The judgment is affirmed.
1. A notice to quit was served on June 6, 2014, and a summary process complaint was filed on August 26, 2014, by Friedman and Guillermo Sanchez, Sr., against the three defendants. The complaint was revised on October 8, 2014. The revised complaint deleted all references to Guillermo Sanchez, Sr., and contained allegations by Friedman only as the named plaintiff. The trial court ruled that Guillermo Sanchez, Sr., was no longer a party to the summary process action.
2. The plaintiff died on February 27, 2016, after this appeal was filed by the defendants. This court granted the motion of the temporary administrator of his estate, Thomas C.C. Sargent, to be substituted as the plaintiff. Nevertheless, for the sake of convenience, we refer to Friedman as the plaintiff in this opinion.
3. On June 8, 2015, the defendants filed a motion for articulation, requesting the trial court to set forth “the specific facts and law upon which [it] relied ․ in finding the defendants failed to prove their counterclaims.” The trial court responded to the motion as follows: “See notices sent on 4/30/15 [and] 5/26/15 enclosed.” The defendants timely filed a motion for review with this court requesting further explanation from the trial court. On September 24, 2015, notice was sent of an order issued by this court that granted the motion for review but denied the relief requested.
4. In their counterclaims, the defendants alleged promissory estoppel, equitable estoppel, and unjust enrichment. In the relief requested, the court was asked to order the conveyance of a one-half interest in the property to Gomez and to impose a constructive trust or a resulting trust on the property.
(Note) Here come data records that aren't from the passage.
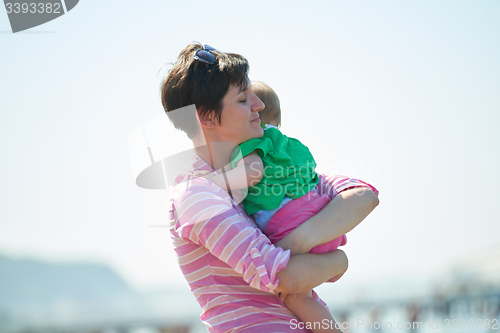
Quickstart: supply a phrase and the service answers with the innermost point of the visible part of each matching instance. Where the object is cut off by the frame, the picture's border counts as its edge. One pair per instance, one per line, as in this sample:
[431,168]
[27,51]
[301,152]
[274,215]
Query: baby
[281,179]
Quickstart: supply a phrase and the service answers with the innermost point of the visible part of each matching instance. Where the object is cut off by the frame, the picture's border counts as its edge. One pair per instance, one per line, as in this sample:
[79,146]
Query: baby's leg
[313,314]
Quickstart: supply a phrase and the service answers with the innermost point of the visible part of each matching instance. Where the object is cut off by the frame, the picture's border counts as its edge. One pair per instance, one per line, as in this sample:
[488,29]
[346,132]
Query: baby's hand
[204,174]
[286,297]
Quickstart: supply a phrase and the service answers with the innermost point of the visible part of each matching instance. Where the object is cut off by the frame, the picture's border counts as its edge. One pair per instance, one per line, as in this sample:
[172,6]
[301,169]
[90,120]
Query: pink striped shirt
[229,264]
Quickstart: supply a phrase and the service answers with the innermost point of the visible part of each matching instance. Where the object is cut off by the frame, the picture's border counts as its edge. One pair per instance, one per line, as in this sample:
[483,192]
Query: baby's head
[272,112]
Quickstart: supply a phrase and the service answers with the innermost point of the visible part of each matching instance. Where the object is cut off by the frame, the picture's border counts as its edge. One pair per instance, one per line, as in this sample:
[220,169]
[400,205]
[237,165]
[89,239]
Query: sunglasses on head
[205,55]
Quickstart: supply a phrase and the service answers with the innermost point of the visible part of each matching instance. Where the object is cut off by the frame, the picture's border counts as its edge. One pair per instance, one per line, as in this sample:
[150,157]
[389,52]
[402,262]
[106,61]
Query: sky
[401,94]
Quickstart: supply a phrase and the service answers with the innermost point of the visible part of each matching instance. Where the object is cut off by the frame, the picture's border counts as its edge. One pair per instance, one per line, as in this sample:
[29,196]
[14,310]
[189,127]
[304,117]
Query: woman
[233,270]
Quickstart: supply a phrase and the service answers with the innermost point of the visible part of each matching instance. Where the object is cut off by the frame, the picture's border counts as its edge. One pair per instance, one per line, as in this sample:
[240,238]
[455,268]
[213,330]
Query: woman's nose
[257,104]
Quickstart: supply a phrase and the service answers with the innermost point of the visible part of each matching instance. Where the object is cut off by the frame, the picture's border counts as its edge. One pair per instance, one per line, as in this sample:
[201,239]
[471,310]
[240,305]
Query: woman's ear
[206,119]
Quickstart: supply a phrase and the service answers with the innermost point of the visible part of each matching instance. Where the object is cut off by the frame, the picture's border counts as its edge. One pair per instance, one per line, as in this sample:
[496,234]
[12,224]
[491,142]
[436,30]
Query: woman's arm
[339,216]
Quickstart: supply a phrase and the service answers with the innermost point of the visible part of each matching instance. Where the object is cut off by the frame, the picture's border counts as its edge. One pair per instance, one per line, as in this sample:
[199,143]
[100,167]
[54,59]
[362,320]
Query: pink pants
[296,212]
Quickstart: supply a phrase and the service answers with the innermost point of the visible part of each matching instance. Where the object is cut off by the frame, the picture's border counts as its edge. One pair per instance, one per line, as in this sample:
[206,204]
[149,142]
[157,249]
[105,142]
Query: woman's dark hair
[191,81]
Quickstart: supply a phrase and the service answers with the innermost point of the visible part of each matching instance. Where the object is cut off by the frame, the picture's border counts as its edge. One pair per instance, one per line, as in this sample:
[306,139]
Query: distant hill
[30,284]
[35,293]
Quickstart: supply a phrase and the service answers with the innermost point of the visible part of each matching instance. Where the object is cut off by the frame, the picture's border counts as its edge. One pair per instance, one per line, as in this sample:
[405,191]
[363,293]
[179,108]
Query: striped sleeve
[205,218]
[333,185]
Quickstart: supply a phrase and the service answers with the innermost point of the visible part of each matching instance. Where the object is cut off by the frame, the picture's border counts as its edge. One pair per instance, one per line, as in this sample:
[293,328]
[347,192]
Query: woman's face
[240,119]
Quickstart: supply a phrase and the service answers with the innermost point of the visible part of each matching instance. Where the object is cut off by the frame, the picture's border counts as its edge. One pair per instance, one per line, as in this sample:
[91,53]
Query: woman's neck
[216,154]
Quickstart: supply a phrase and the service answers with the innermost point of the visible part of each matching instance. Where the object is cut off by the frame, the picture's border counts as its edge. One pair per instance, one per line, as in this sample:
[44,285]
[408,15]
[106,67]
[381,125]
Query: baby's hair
[272,110]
5. The defendants reference the following exchange between the court and the defendants' counsel:“The Court: And remember that this is a housing court. This is a Superior Court Housing Session. I know it's a court of equity.“[The Defendants' Counsel]: Yes, Your Honor.“The Court: But it's not a court where title is quieted or anything like that.”
6. It is well settled that “[e]quitable defenses and counterclaims implicating the right to possession are available in a summary process proceeding.” (Internal quotation marks omitted.) Cumberland Farms, Inc. v. Dairy Mart, Inc., 225 Conn. 771, 777, 627 A.2d 386 (1993). “[T]here is no longer sufficient justification for the old prohibition against the application of equitable principles barring forfeitures to summary process ․ the prohibition, arising from an obsolete system, is itself obsolete ․ and ․ equitable defenses and counterclaims implicating the right to possession are available in a summary process proceeding.” Fellows v. Martin, 217 Conn. 57, 62, 584 A.2d 458 (1991). “[T]he scope of allowable issues in a summary process action has been broadened to include complex equitable issues to be filed as special defenses․ Such issues had previously been unavailable in summary process actions․ Since the defendants' claims could have been asserted as special defenses, judicial economy dictates that they may also be asserted as the basis of a counterclaim.” (Citations omitted.) Filosi v. Hawkins, 1 Conn. App. 634, 635 n.1, 474 A.2d 1261 (1984).
7. At trial, Gomez confirmed that all of the payments made to the plaintiff were made by Sanchez Sr. She also testified that she never made any use and occupancy payments to the plaintiff.The defendants also claim that they made improvements to the property, but no evidence was submitted as to the value of those improvements, nor was evidence submitted to substantiate that claim.
In this opinion the other judges concurred.